Markdown Optimisation with Reinforcement Learning: A Retailer’s Playbook

We trained an RL agent on 3 seasons of clearance data. Here's what it learned — and how you can replicate this approach with Oracle Retail Planning Cloud.

Clearance markdown is one of the most critical decisions in retail — and one that is still largely driven by intuition.

Most retailers rely on fixed discount strategies:
20% in week one, 30% in week two, 40% in week three.

While simple, this approach often leaves significant margin unrealized.

Reinforcement learning introduces a smarter alternative. Instead of fixed rules, an RL agent learns a dynamic pricing strategy based on real-time conditions such as inventory levels, demand patterns, store performance, and time remaining in the clearance cycle.

The goal is simple:
maximize sell-through while preserving margin.

Callout

Dataset Used:
3 seasons of clearance data
180 stores
14,000+ SKUs
~2.4 million item-store observations

The model was trained using reinforcement learning techniques on cloud infrastructure and integrated into retail planning systems.

What the Model Learned

The model quickly diverged from traditional pricing strategies.

Instead of applying uniform discounts:

It held prices longer for products with stable demand
It applied aggressive discounts earlier for trend-driven items
It adapted pricing strategies based on store location and customer behavior

This resulted in a more nuanced and effective pricing strategy.

Performance Improvements

Increased margin recovery
Higher sell-through rates
Reduced leftover inventory

The biggest takeaway:
Different products and stores require different pricing strategies — a one-size-fits-all approach does not work.

Integration with Planning Systems

The model generates weekly pricing recommendations for each product and store.

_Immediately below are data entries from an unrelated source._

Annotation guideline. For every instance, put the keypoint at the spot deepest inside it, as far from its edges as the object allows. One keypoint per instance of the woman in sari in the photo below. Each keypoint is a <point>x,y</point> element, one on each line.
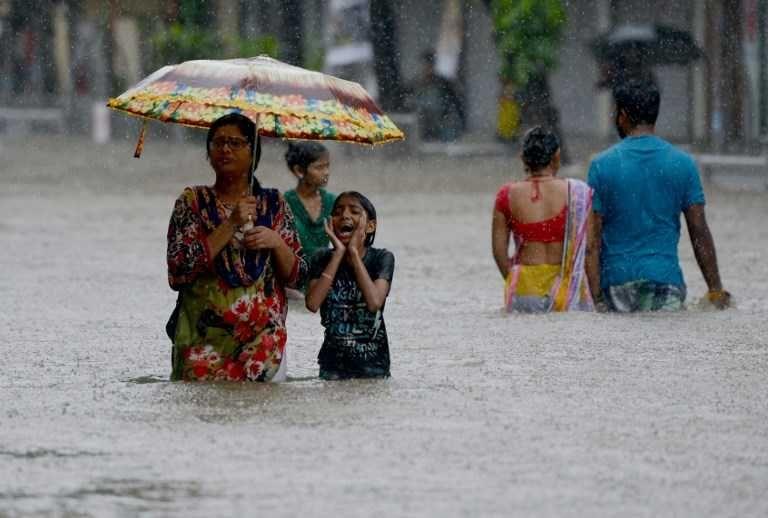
<point>548,218</point>
<point>232,250</point>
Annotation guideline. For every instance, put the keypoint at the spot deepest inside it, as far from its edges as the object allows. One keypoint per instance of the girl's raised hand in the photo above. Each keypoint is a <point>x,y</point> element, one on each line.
<point>357,239</point>
<point>337,244</point>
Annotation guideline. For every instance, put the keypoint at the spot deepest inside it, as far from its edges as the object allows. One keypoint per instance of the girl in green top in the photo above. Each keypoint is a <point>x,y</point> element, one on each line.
<point>310,203</point>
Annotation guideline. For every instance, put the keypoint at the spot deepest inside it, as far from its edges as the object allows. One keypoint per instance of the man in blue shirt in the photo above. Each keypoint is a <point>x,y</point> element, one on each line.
<point>641,186</point>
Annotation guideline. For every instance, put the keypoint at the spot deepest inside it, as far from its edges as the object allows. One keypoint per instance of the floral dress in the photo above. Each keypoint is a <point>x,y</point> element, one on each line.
<point>229,321</point>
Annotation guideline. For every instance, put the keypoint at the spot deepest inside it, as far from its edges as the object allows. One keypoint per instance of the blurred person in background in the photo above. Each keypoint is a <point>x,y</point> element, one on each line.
<point>310,203</point>
<point>439,105</point>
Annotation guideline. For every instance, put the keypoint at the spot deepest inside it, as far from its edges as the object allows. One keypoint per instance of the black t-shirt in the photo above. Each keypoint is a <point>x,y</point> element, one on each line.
<point>355,343</point>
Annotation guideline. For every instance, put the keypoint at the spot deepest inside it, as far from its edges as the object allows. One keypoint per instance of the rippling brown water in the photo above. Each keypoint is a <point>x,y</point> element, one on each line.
<point>485,415</point>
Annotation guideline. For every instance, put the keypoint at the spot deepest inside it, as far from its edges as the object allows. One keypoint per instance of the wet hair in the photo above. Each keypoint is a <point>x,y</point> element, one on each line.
<point>247,128</point>
<point>303,153</point>
<point>539,147</point>
<point>368,207</point>
<point>639,99</point>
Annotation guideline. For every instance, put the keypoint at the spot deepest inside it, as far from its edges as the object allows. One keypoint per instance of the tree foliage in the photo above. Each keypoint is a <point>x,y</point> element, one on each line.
<point>528,35</point>
<point>180,42</point>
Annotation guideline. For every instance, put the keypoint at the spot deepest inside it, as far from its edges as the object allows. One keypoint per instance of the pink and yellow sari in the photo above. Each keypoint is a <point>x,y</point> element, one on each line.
<point>564,287</point>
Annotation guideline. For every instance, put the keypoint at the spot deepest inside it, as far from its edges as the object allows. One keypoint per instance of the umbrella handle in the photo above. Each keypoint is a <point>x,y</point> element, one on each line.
<point>140,142</point>
<point>253,151</point>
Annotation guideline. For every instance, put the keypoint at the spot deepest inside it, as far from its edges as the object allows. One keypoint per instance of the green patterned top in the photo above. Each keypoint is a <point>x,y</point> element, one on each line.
<point>311,233</point>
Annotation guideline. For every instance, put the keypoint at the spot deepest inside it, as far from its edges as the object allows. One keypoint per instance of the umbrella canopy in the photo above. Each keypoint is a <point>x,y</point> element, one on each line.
<point>285,101</point>
<point>652,44</point>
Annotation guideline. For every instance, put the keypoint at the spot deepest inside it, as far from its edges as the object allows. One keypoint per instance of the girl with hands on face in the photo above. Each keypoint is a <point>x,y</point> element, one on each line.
<point>349,284</point>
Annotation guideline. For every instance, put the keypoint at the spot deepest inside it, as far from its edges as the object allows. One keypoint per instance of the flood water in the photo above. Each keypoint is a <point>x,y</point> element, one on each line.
<point>485,414</point>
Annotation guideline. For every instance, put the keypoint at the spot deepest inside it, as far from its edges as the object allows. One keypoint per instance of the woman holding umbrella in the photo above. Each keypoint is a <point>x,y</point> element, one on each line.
<point>232,250</point>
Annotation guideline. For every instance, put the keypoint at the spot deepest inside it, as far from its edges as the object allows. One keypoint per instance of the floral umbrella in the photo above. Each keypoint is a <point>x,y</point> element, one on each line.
<point>285,101</point>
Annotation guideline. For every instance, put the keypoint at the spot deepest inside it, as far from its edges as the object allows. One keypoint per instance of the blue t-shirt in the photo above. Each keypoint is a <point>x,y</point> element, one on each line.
<point>642,184</point>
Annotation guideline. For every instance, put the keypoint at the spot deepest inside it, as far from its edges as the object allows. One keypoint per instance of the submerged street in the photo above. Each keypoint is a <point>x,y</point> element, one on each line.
<point>485,414</point>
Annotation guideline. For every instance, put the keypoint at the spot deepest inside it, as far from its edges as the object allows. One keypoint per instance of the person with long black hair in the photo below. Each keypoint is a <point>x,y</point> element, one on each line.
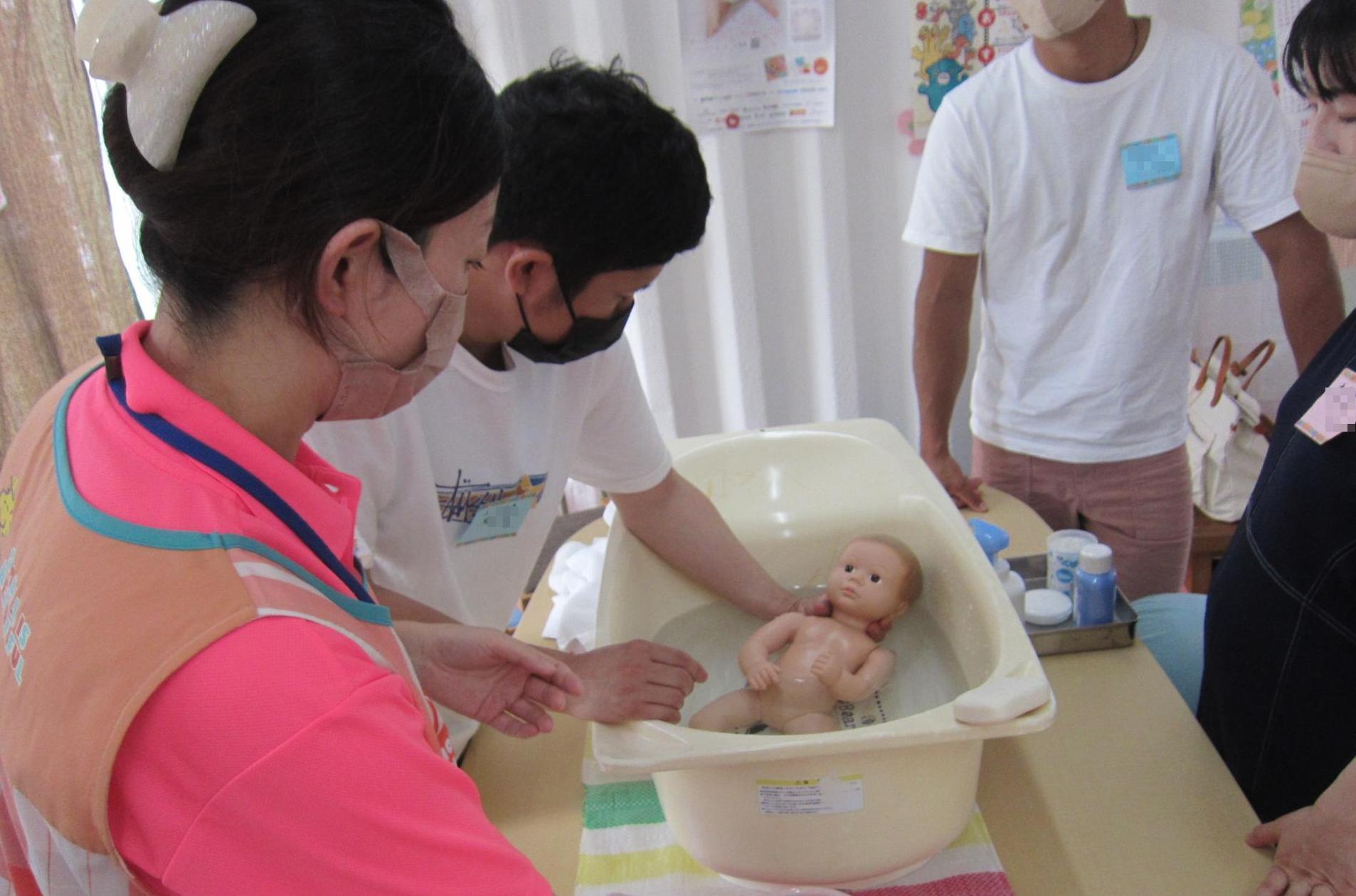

These recommendations can be:

Reviewed by planners
Adjusted if needed
Applied through existing planning workflows

This ensures a balance between automation and human control.

Implementation Approach

Phase 1 — Data Preparation

Define inputs such as inventory levels, pricing history, demand signals, and external factors.

Phase 2 — Model Training

Train the model using historical data to learn optimal pricing strategies.

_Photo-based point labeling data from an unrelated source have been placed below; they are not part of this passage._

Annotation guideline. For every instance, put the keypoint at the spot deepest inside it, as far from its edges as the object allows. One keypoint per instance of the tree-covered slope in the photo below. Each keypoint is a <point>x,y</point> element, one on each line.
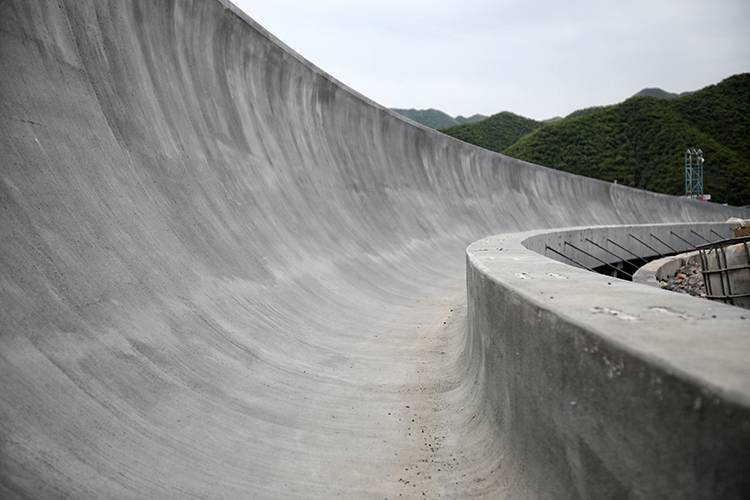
<point>496,132</point>
<point>641,142</point>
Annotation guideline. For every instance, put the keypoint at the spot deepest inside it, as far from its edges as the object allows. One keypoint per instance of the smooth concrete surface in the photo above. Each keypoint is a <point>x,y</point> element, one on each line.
<point>607,389</point>
<point>223,274</point>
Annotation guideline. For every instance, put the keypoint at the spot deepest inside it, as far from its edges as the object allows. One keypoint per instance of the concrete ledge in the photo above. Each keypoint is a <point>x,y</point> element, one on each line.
<point>605,388</point>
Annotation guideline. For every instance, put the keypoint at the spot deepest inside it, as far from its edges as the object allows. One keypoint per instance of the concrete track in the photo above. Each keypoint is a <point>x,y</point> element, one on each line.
<point>224,274</point>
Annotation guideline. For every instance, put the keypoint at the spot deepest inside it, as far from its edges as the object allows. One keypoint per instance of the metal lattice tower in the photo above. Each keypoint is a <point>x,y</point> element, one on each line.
<point>694,173</point>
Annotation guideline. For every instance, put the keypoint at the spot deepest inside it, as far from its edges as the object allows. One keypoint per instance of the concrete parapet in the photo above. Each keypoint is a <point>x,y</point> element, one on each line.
<point>607,389</point>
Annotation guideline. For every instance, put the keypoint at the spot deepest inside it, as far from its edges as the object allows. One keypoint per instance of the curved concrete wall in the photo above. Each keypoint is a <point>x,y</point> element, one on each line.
<point>224,274</point>
<point>605,388</point>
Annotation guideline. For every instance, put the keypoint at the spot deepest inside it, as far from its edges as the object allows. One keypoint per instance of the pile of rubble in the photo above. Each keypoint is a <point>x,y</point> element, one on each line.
<point>688,279</point>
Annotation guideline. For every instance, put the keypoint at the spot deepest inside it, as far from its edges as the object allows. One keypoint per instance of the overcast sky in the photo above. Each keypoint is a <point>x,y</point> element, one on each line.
<point>538,58</point>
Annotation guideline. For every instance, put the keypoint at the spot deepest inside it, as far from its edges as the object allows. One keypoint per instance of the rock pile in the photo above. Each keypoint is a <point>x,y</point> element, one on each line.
<point>688,279</point>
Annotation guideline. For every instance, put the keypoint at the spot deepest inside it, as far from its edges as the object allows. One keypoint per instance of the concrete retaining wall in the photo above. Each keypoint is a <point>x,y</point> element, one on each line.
<point>605,388</point>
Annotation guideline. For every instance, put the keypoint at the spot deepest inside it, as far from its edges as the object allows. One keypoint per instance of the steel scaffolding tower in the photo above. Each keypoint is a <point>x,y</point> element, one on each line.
<point>694,173</point>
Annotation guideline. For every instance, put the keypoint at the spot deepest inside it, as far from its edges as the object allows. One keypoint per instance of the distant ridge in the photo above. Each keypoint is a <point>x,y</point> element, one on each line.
<point>658,93</point>
<point>639,142</point>
<point>435,118</point>
<point>496,132</point>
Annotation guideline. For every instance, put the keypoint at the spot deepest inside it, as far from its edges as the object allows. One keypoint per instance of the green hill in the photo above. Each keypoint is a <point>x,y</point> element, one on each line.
<point>639,142</point>
<point>435,118</point>
<point>496,132</point>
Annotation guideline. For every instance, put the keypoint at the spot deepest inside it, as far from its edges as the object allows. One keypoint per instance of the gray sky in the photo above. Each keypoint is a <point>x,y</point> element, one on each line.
<point>537,58</point>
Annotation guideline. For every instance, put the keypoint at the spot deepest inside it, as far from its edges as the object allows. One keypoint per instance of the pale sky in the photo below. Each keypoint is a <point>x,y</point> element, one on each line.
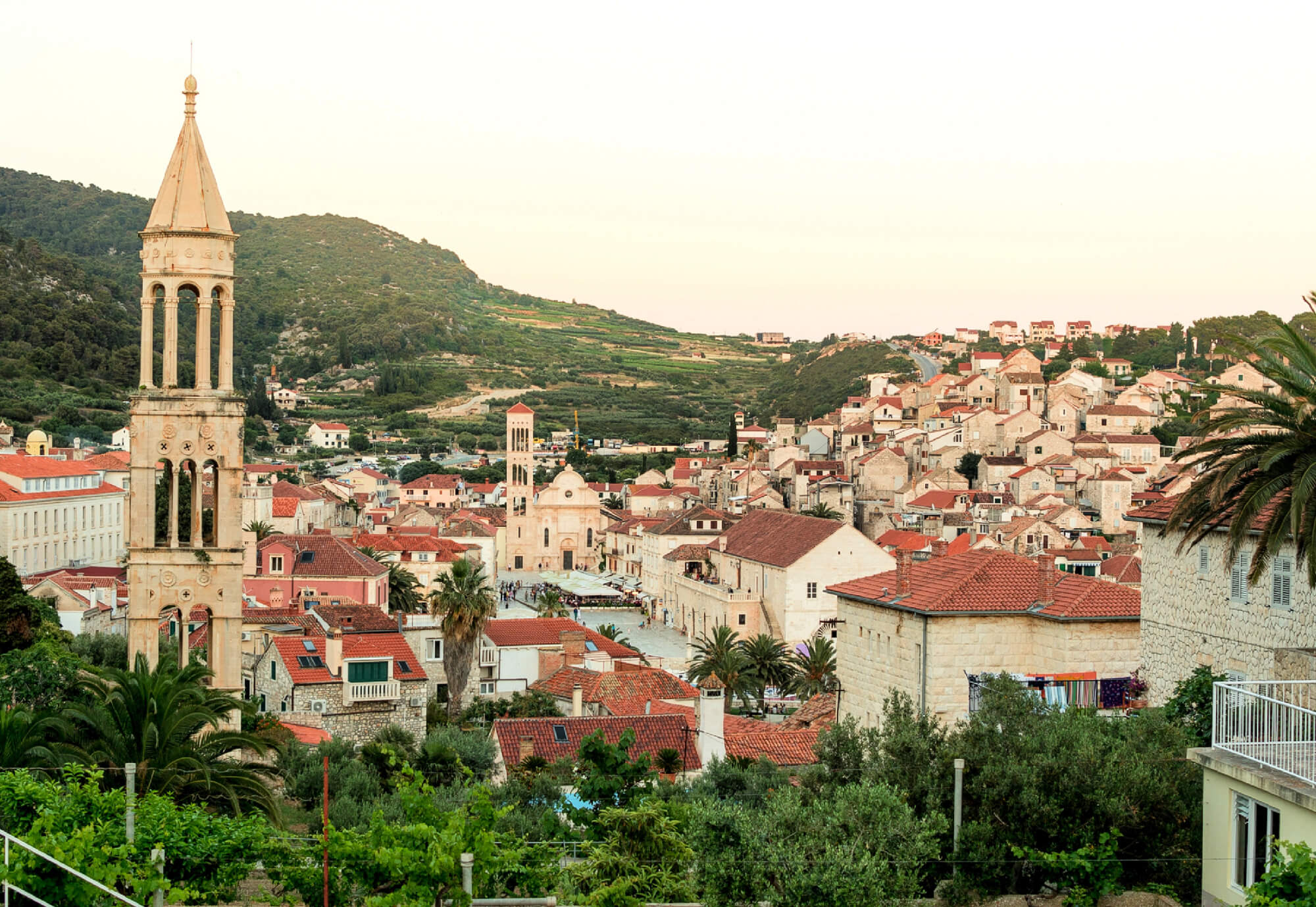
<point>732,167</point>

Phase 3 — Testing (Shadow Mode)

Run the model alongside existing processes without affecting live operations to validate performance.

Phase 4 — Deployment

Integrate the model into live systems with monitoring and feedback mechanisms.

The Human Factor

Adopting advanced models in retail requires trust.

Experienced buyers may hesitate to rely on automated recommendations, especially when decisions directly impact revenue.

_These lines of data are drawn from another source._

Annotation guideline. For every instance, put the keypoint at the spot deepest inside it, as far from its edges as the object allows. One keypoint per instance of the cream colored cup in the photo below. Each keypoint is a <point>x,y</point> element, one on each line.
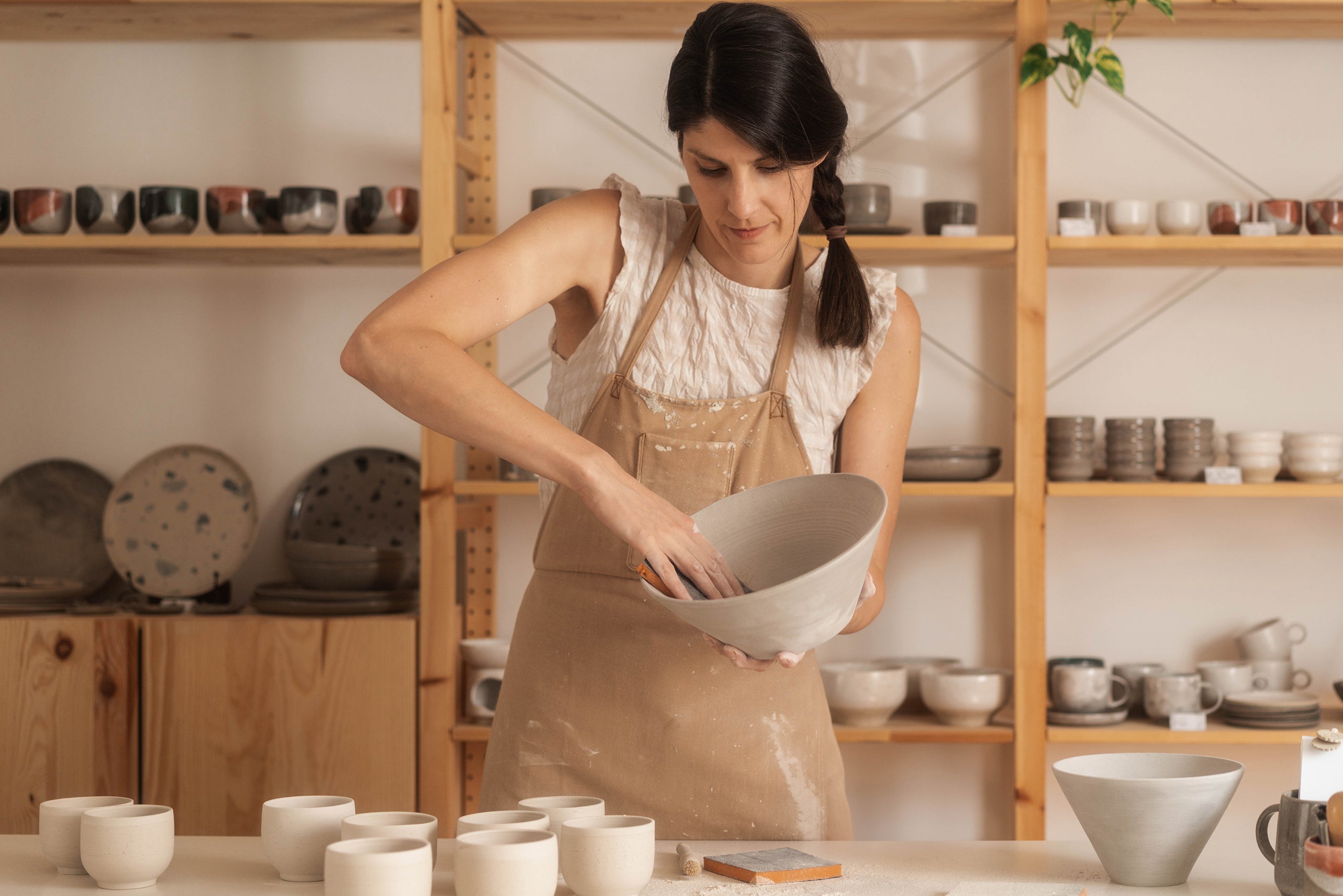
<point>126,847</point>
<point>58,829</point>
<point>414,825</point>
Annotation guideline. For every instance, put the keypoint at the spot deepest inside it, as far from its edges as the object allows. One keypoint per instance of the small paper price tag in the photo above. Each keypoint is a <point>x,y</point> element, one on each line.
<point>1222,475</point>
<point>1189,722</point>
<point>1076,228</point>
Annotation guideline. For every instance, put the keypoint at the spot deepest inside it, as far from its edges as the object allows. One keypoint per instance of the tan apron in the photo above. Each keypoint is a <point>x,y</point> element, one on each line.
<point>609,695</point>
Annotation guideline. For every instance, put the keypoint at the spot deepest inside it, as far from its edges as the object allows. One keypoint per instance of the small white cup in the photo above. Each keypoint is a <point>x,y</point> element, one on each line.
<point>507,863</point>
<point>414,825</point>
<point>58,829</point>
<point>607,856</point>
<point>296,830</point>
<point>126,847</point>
<point>378,867</point>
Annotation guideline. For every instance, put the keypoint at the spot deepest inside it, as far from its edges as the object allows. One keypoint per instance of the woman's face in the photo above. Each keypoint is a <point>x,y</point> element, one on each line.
<point>751,205</point>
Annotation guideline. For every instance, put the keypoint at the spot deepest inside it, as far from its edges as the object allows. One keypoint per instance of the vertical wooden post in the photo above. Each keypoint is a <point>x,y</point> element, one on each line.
<point>440,626</point>
<point>1029,503</point>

The solution is not replacing human decision-making but enhancing it:

Provide clear reasoning behind recommendations
Allow easy overrides
Continuously improve the model using feedback

The best results come from combining human expertise with data-driven intelligence.

Conclusion

Reinforcement learning offers a powerful way to modernize markdown strategies.

By moving beyond fixed discount rules and embracing adaptive pricing, retailers can significantly improve both profitability and operational efficiency.